What metric should I use for a Regression model with a gamma distributed target?

Question

Background

I'm building a regression model on insurance data to predict the losses associated with a policy. I'm running an Optuna optimisation function to help me with this, but I'm struggling with what metric to use to score the model. The metric defines the course of the optimisation, so I want to get it right.

The model I'm currently using is the LGBMRegressor, and the losses are approximately distributed via a gamma distribution.

So far I've used R^2, but I've read that's not a great goodness-of-fit metric.

Question

What metric should I use to score my regression model?

Answer 1

Use the (negative) likelihood of the distribution as your loss function. You can also turn it into a pseudo r2 for easier interpretability ( and negative likelihood is a 1:1 relation to pseudo r2).

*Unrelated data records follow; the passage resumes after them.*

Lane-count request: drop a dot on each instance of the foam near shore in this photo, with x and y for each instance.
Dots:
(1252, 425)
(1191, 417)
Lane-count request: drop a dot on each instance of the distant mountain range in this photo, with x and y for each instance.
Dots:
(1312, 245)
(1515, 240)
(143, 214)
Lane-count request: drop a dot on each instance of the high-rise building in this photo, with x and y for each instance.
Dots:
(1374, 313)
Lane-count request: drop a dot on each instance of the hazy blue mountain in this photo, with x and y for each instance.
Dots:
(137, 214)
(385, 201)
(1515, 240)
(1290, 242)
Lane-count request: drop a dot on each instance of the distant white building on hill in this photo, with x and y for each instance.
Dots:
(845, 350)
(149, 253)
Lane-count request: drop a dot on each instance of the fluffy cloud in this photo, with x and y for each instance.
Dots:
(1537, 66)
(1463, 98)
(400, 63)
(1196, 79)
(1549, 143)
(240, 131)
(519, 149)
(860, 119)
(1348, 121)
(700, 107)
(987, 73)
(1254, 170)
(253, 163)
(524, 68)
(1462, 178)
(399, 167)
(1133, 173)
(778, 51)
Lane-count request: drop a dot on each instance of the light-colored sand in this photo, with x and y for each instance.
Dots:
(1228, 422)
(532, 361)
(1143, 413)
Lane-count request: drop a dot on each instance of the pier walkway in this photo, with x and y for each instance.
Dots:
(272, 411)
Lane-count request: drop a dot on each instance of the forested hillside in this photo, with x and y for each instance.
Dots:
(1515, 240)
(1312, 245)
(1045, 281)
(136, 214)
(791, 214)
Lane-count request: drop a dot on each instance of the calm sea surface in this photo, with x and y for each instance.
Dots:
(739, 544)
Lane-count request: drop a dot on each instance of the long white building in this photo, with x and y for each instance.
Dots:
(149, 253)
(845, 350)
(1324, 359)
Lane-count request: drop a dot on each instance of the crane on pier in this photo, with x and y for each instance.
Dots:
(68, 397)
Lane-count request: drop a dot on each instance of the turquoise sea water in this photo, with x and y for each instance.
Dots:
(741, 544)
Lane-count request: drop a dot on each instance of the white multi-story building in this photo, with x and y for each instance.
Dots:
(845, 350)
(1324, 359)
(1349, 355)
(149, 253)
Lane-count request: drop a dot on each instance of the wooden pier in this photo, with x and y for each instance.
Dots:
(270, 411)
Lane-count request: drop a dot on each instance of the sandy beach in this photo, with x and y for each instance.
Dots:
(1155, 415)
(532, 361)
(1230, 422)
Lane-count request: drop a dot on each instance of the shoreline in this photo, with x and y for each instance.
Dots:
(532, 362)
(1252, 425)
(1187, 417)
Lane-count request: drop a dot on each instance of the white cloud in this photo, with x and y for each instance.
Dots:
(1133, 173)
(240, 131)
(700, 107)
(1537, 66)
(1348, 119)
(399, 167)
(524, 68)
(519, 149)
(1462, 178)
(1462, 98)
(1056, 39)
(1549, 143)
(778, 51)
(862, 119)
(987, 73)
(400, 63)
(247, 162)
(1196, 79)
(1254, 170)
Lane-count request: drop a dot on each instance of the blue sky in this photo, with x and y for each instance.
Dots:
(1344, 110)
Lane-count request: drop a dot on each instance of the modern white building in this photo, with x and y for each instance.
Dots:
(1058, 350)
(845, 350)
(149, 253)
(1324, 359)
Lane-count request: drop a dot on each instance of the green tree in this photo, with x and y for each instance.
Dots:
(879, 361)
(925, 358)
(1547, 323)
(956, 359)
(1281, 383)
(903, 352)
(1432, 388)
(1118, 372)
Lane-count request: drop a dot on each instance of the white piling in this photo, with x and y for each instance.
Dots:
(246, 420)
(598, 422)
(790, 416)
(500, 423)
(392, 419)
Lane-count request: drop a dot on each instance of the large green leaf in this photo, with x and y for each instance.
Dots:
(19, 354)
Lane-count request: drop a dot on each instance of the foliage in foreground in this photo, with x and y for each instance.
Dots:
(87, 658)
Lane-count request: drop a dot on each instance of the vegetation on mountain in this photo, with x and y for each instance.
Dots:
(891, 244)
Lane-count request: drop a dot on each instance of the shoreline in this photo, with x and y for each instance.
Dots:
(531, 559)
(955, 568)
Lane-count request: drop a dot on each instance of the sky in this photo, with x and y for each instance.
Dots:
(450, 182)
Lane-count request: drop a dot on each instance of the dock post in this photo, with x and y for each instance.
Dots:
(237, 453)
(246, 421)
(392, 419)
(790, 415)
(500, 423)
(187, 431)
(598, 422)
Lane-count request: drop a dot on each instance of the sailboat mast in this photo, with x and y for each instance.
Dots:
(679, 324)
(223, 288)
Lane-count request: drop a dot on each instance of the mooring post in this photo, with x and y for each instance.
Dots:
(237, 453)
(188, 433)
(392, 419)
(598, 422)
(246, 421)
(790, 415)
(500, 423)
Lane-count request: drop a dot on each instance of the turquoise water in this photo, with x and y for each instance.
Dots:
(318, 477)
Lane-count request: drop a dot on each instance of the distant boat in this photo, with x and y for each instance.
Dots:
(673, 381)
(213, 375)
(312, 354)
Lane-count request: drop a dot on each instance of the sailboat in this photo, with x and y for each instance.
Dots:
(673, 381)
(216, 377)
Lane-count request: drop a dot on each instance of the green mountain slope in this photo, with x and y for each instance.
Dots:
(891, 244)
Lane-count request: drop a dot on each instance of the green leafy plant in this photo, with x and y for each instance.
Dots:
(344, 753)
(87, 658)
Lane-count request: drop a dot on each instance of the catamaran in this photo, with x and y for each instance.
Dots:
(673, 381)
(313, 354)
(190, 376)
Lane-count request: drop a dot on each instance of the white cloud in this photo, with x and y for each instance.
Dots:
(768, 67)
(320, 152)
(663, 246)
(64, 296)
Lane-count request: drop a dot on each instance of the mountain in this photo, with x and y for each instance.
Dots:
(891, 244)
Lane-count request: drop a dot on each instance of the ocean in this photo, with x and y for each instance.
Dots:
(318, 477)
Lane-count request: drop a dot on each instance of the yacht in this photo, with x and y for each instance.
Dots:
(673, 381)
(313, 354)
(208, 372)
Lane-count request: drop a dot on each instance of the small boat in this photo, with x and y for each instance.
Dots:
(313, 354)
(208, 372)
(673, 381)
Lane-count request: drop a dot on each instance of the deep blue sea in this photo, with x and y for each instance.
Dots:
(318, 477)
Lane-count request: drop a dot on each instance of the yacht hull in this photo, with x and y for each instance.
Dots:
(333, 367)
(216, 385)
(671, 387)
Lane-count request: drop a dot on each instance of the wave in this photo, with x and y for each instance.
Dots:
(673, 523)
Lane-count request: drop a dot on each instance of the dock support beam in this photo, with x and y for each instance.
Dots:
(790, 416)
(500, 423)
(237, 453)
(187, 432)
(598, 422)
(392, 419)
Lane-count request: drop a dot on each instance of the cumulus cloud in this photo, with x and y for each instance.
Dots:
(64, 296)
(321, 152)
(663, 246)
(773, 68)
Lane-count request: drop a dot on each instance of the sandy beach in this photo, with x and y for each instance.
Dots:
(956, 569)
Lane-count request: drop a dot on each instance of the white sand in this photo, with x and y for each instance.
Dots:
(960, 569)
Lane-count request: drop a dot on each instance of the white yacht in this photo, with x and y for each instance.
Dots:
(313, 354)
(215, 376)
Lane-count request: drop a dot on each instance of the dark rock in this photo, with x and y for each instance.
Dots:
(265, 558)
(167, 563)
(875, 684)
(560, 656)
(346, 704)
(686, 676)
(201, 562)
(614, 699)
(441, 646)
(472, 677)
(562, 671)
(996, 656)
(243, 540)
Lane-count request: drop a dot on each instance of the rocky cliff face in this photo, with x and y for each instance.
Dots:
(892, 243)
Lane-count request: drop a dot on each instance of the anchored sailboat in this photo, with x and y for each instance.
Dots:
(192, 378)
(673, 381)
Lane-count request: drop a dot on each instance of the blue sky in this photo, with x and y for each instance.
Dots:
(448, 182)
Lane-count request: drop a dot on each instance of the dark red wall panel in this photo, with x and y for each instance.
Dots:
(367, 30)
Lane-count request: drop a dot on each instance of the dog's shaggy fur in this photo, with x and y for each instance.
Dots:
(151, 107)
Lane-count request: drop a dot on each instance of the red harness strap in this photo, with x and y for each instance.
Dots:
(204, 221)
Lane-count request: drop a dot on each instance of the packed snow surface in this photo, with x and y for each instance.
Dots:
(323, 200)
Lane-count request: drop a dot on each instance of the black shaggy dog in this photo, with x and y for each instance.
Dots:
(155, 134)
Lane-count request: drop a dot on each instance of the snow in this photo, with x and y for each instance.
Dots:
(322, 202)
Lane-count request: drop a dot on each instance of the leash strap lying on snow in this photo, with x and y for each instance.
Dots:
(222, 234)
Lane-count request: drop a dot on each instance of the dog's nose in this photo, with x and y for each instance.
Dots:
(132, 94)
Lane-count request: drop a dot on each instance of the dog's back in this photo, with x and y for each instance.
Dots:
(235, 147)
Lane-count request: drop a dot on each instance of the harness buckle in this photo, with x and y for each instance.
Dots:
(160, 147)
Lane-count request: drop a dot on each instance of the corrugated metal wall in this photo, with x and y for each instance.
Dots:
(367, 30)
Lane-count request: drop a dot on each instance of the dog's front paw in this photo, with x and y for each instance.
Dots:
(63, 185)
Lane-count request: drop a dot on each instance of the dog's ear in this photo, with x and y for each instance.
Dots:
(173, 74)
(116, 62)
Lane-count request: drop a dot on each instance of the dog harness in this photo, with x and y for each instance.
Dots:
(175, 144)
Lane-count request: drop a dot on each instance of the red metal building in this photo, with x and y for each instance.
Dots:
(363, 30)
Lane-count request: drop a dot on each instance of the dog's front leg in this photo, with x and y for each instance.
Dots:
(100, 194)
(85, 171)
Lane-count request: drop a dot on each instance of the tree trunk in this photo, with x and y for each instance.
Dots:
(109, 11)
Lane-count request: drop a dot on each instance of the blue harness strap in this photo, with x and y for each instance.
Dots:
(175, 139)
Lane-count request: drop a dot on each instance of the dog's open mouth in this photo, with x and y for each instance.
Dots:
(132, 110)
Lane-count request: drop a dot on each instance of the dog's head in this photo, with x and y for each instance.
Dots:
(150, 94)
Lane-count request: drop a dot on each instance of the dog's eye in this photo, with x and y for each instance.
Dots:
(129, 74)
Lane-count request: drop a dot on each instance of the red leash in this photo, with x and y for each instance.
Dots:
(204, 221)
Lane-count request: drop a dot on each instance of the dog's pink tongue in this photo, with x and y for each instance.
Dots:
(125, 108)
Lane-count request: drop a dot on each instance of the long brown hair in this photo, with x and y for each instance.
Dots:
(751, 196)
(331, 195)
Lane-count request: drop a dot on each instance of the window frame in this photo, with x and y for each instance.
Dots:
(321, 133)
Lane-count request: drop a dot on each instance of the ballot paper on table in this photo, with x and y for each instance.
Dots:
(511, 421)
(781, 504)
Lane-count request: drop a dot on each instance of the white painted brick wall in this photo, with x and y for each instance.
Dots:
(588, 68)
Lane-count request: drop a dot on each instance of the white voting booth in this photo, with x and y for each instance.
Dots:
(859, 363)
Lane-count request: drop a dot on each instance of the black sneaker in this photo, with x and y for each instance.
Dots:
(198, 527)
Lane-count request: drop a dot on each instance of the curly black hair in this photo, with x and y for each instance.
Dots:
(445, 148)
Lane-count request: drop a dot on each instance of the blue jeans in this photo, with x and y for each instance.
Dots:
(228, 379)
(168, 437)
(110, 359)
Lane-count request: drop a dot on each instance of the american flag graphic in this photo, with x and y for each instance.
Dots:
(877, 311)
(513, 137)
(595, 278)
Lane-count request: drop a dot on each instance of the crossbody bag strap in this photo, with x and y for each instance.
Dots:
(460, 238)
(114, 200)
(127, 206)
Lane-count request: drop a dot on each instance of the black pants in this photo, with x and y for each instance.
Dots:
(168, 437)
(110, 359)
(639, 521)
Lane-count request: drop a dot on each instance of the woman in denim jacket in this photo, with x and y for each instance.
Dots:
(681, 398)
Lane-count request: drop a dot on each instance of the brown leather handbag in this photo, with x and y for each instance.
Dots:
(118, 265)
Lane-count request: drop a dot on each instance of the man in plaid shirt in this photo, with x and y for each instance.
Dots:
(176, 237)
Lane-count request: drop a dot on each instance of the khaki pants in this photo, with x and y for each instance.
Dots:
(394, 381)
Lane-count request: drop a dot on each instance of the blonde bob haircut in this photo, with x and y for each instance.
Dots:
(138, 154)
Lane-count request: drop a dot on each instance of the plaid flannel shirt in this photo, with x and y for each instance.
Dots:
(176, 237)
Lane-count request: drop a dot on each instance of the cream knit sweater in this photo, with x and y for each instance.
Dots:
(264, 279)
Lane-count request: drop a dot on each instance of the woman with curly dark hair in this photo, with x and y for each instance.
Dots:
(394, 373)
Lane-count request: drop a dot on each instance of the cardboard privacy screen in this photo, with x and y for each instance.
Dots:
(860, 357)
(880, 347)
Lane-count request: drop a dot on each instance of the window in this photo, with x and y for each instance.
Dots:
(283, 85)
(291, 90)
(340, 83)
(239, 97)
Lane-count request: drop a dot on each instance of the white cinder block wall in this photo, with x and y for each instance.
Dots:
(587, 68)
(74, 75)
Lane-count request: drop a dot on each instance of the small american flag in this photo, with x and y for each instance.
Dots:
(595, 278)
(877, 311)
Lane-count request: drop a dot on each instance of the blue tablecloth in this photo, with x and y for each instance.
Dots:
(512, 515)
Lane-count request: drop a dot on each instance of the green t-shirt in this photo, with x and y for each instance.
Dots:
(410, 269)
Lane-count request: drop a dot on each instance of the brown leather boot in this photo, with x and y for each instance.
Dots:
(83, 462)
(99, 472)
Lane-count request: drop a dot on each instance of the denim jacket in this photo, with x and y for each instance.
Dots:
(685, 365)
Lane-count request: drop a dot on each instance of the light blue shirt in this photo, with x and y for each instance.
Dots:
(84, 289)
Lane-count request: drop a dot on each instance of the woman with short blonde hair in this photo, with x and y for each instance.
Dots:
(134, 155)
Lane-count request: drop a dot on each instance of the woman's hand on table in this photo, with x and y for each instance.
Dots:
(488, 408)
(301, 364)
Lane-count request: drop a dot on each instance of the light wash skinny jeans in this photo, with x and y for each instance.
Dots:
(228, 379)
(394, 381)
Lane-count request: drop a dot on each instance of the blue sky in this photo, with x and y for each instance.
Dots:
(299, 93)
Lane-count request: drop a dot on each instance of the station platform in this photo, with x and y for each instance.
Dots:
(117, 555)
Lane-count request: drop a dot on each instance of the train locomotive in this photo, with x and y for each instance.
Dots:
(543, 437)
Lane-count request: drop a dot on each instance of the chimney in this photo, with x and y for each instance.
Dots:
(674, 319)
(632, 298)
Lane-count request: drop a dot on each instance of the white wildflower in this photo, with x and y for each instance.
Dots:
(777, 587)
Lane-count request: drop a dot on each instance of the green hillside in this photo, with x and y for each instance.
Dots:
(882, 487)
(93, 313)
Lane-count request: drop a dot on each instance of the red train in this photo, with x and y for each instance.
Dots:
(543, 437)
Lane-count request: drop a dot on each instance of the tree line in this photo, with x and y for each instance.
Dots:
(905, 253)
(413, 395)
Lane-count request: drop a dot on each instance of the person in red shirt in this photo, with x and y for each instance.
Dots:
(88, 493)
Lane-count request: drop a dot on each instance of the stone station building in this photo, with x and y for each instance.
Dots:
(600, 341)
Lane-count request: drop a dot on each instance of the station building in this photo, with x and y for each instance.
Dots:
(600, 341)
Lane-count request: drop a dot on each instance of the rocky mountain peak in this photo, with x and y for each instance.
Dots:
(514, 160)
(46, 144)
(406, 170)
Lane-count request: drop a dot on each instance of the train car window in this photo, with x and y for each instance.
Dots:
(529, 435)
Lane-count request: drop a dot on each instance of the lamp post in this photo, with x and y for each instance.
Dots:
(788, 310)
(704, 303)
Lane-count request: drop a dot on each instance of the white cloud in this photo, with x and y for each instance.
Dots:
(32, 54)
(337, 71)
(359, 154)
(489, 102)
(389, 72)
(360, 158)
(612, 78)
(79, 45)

I highly recommend xgboostlss / lightgbmlss for that regression task. https://github.com/StatMixedML/XGBoostLSS https://github.com/StatMixedML/LightGBMLSS

Somewhat related: Working in the field of insurance, I have my doubts that policies are gamma distributed without zero-inflation ( does every policy have a 100% chance to pay out >$0). If you actually do have 0 payout I recommend using zero inflated lognormal distributions (and loss). This is a popular choice in customer lifetime value modeling , and transfers very nicely to policy pricing. See here fir details and implementation ( including loss) https://github.com/google/lifetime_value

In xgboostlss world this is the ZALN distribution.